Su gestión, aunque llamativa, no es la de quien no cree en el Estado y se mueve por el principio de cada uno según sus capacidades y a cada uno según sus necesidades. No pretenda dinamitar el orden establecido o liquidar los partidos tradicionales, por mucho que cargue en las espaldas de estos buena parte de la responsabilidad por la quiebra del país. De haber querido exterminar la casta no le habría dejado el campo libre tras menos de cuatro años como alcalde, ni habría disuelto el partido.

Son evidentes algunos contrasentidos, incluso cierta falta de coherencia, fruto quizás de las carencias teóricas y la inexperiencia de gobierno.
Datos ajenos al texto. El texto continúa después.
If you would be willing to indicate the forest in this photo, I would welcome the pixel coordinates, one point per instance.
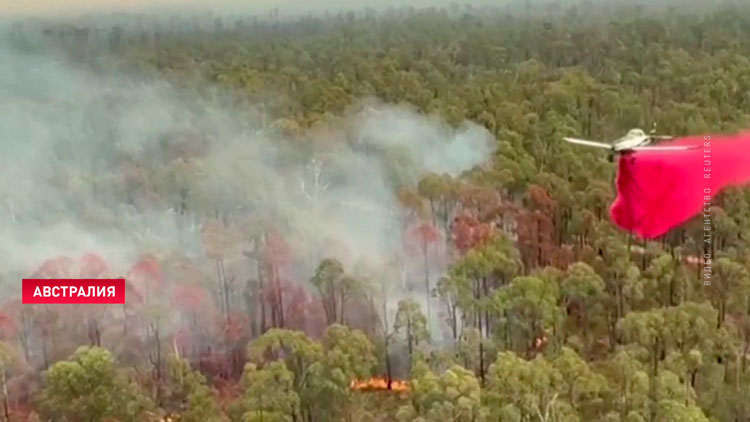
(302, 206)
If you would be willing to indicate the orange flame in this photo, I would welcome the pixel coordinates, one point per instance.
(379, 384)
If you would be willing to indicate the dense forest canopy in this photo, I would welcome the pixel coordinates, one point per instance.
(300, 203)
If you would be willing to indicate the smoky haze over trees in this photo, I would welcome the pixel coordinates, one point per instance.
(300, 202)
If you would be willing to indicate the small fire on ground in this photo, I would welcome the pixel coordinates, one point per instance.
(379, 384)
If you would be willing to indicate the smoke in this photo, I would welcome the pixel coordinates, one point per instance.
(122, 166)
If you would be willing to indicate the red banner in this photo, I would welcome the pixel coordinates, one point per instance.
(74, 290)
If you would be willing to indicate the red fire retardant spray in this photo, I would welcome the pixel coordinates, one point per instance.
(660, 190)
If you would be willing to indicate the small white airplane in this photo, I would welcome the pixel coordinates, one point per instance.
(634, 140)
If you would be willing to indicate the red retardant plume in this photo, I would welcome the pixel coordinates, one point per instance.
(659, 190)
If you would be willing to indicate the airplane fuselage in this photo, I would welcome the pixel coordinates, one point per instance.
(634, 138)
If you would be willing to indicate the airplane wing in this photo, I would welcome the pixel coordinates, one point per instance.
(665, 148)
(588, 143)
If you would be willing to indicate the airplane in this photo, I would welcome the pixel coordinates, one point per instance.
(634, 140)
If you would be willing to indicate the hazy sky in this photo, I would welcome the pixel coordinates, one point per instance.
(78, 6)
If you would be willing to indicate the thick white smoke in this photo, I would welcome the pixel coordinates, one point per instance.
(120, 166)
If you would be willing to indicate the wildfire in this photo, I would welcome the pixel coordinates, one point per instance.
(379, 384)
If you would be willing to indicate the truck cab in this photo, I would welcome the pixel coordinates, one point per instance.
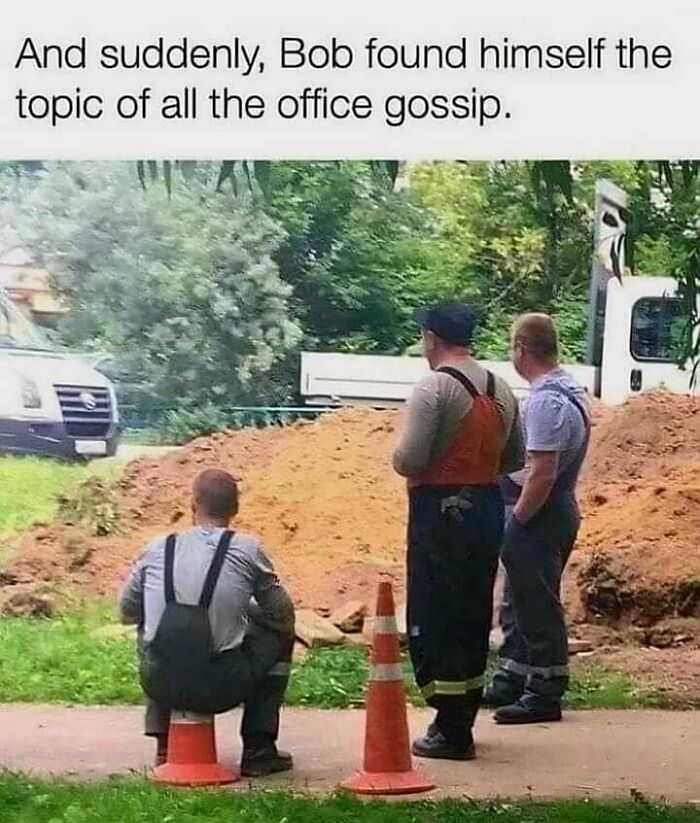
(635, 326)
(51, 403)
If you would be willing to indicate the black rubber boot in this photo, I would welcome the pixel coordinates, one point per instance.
(262, 762)
(161, 749)
(521, 713)
(435, 745)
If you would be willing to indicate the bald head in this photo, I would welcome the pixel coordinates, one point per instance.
(215, 496)
(538, 334)
(534, 345)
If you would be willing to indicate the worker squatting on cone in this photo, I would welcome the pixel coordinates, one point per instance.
(215, 627)
(387, 761)
(207, 648)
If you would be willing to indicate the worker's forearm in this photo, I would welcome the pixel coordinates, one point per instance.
(533, 496)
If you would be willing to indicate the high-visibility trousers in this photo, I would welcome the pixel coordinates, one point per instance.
(454, 538)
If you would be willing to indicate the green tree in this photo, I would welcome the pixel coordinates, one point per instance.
(184, 289)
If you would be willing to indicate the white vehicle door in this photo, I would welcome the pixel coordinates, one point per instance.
(643, 324)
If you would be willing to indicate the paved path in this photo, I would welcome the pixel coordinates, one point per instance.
(595, 754)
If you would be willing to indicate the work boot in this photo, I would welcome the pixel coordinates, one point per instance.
(265, 761)
(522, 712)
(435, 745)
(161, 749)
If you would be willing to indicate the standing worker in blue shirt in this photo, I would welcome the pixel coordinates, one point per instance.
(541, 531)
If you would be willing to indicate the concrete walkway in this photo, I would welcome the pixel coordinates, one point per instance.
(594, 754)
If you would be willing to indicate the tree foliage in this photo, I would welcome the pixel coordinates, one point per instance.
(185, 291)
(210, 284)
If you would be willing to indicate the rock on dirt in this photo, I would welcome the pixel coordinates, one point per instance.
(350, 618)
(577, 646)
(28, 600)
(315, 631)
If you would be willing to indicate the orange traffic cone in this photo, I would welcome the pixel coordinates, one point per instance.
(388, 768)
(192, 757)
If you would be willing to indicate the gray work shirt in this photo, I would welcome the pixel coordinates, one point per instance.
(247, 574)
(552, 423)
(436, 410)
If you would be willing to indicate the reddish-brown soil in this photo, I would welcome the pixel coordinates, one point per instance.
(331, 512)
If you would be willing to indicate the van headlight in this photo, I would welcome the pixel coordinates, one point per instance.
(31, 399)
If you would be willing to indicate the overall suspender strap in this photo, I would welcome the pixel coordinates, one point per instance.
(215, 570)
(462, 378)
(212, 575)
(168, 576)
(467, 383)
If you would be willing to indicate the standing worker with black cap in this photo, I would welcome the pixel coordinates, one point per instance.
(461, 432)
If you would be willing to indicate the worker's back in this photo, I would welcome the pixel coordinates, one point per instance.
(246, 572)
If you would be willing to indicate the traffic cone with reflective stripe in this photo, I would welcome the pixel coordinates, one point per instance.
(192, 757)
(388, 768)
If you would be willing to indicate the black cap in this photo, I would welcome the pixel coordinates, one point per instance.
(452, 322)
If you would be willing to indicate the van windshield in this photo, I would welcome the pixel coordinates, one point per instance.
(17, 331)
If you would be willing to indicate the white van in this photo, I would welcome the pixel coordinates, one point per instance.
(50, 402)
(634, 328)
(643, 315)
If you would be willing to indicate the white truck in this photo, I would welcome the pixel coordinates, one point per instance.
(51, 403)
(634, 324)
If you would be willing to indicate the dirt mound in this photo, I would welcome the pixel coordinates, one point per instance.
(332, 513)
(321, 496)
(641, 501)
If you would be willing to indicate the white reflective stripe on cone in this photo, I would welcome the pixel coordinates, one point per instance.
(384, 625)
(190, 717)
(386, 672)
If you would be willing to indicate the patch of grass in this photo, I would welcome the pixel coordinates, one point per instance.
(30, 488)
(62, 661)
(594, 687)
(24, 800)
(75, 659)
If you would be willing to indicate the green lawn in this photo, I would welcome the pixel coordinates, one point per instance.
(29, 487)
(70, 659)
(24, 800)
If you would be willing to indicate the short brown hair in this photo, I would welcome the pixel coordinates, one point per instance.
(538, 334)
(215, 492)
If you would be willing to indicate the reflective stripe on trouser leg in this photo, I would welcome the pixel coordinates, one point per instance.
(452, 687)
(523, 670)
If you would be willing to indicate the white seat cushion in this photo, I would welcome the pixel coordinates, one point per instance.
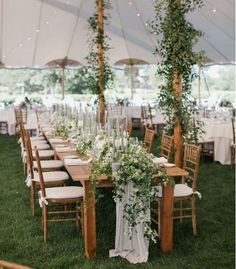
(50, 164)
(44, 153)
(33, 138)
(52, 176)
(69, 192)
(38, 142)
(42, 146)
(180, 190)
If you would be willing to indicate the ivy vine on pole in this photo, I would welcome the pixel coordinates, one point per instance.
(98, 72)
(176, 38)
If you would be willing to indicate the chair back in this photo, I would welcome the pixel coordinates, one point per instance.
(191, 163)
(41, 179)
(148, 139)
(129, 128)
(166, 146)
(29, 154)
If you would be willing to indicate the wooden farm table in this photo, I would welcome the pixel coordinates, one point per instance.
(81, 173)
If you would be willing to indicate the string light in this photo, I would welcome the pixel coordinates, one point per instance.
(28, 38)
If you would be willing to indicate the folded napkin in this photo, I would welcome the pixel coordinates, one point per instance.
(61, 146)
(64, 149)
(159, 160)
(71, 157)
(77, 161)
(168, 165)
(56, 140)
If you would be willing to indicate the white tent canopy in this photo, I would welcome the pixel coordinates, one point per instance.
(34, 32)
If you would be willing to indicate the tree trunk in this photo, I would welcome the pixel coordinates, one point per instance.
(101, 107)
(178, 139)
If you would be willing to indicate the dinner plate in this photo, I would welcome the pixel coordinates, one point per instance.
(71, 157)
(169, 165)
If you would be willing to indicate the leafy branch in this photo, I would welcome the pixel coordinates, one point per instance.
(176, 38)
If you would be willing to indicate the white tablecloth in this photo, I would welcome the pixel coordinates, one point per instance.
(131, 112)
(9, 116)
(222, 135)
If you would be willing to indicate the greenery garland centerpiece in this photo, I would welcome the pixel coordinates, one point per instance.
(136, 166)
(175, 40)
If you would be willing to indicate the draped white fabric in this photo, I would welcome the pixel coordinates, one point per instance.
(134, 249)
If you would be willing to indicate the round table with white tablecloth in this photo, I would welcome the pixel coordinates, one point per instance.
(222, 135)
(8, 115)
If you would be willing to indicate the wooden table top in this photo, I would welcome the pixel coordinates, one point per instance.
(82, 172)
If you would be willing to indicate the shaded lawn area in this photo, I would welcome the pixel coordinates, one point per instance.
(21, 238)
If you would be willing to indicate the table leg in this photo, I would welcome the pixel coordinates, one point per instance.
(167, 218)
(89, 222)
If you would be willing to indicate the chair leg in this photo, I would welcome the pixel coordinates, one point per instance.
(45, 224)
(32, 191)
(159, 218)
(181, 211)
(82, 218)
(78, 218)
(194, 224)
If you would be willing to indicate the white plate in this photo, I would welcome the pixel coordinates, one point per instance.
(169, 165)
(71, 157)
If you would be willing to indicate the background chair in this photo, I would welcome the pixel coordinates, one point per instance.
(62, 198)
(129, 128)
(166, 146)
(148, 139)
(184, 192)
(51, 178)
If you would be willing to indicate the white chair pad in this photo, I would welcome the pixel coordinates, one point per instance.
(50, 164)
(52, 176)
(180, 190)
(44, 153)
(33, 138)
(69, 192)
(42, 146)
(38, 142)
(48, 129)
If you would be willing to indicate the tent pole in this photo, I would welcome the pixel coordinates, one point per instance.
(178, 139)
(62, 83)
(199, 86)
(101, 107)
(132, 81)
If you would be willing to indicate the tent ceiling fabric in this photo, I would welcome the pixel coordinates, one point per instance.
(65, 62)
(130, 61)
(33, 32)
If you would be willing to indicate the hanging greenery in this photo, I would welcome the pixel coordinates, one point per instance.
(96, 38)
(176, 38)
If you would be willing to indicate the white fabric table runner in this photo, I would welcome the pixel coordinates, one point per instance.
(134, 249)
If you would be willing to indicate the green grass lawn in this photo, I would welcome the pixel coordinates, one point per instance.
(21, 238)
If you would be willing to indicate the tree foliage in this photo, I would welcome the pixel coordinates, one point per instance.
(175, 40)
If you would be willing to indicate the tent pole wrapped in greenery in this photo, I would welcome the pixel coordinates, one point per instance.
(175, 40)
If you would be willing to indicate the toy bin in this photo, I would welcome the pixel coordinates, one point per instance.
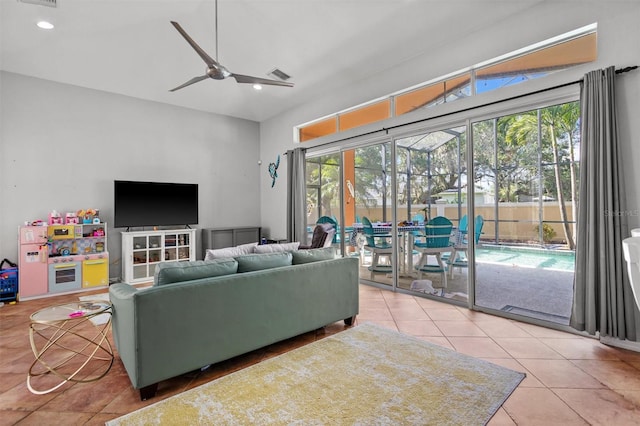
(8, 282)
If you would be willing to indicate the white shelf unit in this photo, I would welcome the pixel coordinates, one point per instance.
(142, 251)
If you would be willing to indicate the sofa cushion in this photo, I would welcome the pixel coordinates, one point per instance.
(276, 248)
(173, 272)
(313, 255)
(230, 251)
(257, 262)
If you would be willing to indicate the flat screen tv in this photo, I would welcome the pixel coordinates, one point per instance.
(154, 204)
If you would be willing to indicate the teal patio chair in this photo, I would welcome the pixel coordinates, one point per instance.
(459, 253)
(437, 241)
(379, 246)
(331, 220)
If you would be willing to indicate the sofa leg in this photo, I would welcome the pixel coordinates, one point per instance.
(148, 392)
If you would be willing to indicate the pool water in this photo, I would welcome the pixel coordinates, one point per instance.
(527, 257)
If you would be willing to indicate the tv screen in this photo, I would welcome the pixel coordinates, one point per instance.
(154, 204)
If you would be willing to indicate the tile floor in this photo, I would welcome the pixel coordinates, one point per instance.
(571, 380)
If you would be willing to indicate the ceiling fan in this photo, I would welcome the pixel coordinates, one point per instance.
(216, 70)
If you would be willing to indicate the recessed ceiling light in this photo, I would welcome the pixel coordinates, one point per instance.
(45, 25)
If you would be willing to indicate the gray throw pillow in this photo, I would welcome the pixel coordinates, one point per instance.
(173, 272)
(257, 262)
(313, 255)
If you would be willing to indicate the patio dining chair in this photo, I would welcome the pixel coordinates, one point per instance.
(379, 246)
(458, 258)
(332, 221)
(322, 235)
(436, 242)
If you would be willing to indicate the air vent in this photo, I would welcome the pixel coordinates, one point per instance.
(49, 3)
(279, 74)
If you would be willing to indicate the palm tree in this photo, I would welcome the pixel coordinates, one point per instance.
(558, 123)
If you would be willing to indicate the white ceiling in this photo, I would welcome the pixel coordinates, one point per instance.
(130, 48)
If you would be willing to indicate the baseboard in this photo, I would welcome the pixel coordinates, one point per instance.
(624, 344)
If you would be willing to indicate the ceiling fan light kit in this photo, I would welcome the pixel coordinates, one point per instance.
(217, 71)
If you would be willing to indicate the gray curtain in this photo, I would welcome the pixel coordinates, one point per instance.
(296, 196)
(603, 300)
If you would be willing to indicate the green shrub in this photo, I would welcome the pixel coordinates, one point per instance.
(547, 232)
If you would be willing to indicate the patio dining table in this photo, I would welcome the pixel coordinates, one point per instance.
(406, 233)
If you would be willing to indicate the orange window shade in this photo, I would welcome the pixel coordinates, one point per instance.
(365, 115)
(572, 52)
(419, 98)
(457, 83)
(317, 129)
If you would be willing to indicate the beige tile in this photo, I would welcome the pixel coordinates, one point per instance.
(560, 373)
(373, 304)
(530, 380)
(446, 315)
(459, 328)
(409, 313)
(391, 325)
(583, 348)
(523, 347)
(535, 406)
(501, 328)
(382, 314)
(613, 374)
(480, 347)
(434, 304)
(601, 406)
(418, 328)
(501, 418)
(440, 341)
(538, 331)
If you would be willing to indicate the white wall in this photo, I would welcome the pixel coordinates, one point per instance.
(618, 35)
(62, 147)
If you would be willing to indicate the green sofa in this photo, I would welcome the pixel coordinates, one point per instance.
(203, 312)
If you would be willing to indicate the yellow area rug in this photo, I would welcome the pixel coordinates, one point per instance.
(366, 375)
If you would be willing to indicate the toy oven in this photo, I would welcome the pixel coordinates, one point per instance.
(61, 232)
(65, 276)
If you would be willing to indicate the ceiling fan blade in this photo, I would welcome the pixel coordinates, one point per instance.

Pero es que, precisamente, una de las claves del Partido Mejor es la asunción de que la política no debe ser un campo exclusivo de acción de los políticos profesionales, que han demostrado de sobra que pueden pervertirla y utilizarla para perpetuar la corrupción y la desigualdad.

Jon Gnarr no ganará el Nobel de Literatura con este libro deslavazado, que lo mismo incluye una entrevista con su esposa que cuenta su pasión por la serie The Wire, enumera los principios básicos del Partido Mejor o relata con pasmosa ingenuidad episodios relevantes de su vida, sin que ofrezcan ninguna pista que ayude a entender cómo llegó a convertirse en alcalde de Reikiavik. Sin embargo, la autenticidad que emana de sus páginas deja en el lector un poso refrescante que permite intuir que, aunque el principal objetivo de la política sea resolver con eficacia los problemas de la ciudadanía, también puede ejercerse con alegría, diversión y buen humor, y no necesariamente por un payaso.